New York City Subway station in the Bronx

The Allerton Avenue station is a local station on the IRT White Plains Road Line of the New York City Subway. Located in the shopping district at Allerton Avenue and White Plains Road in the Allerton neighborhood of the Bronx, it is served by the 2 train at all times and by the 5 train during rush hours in the peak direction.

== History ==
This station was built under the Dual Contracts. It opened on March 3, 1917, as part of an extension of the IRT White Plains Road Line from East 177th Street–East Tremont Avenue to East 219th Street–White Plains Road, providing the Bronx communities of Williamsbridge and Wakefield with access to rapid transit service. Service on the new portion of the line was operated as a four-car shuttle from 177th Street due to the power conditions at the time. The city government took over the IRT's operations on June 12, 1940.

This station was renovated in early 2005 at a cost of $12.76 million.

==Station layout==

This elevated station has three tracks and two side platforms.

Both platforms have beige windscreens and red canopies with green outlines, frames, and support columns in the center and black, waist-high steel fences at either ends with lampposts at regular intervals. The windscreens have mesh fences at various points. The station signs are in the standard black name plates with white lettering.

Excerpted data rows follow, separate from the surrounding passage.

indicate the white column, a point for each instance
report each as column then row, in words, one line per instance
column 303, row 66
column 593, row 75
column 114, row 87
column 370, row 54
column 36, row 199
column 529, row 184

The 2006 artwork here is called Allerton Mandalas by Michele Brody. It consists of stained glass panels on the platform windscreens featuring twisting colors of red and green (representing the trunk lines of the 2 and 5 trains).

===Exits===
This station has one elevated station house beneath the center of the platforms and tracks. Two staircases from each platform go down a waiting area. The back of the token booth faces this crossunder with a steel fences on either side. On the Wakefield-bound side, there are two exit only turnstiles. On the Manhattan-bound side, there is an emergency gate and a bank of three turnstiles. Outside fare control, two staircases go down to the northwest and southeast corners of Allerton Avenue and White Plains Road. The station house has windows.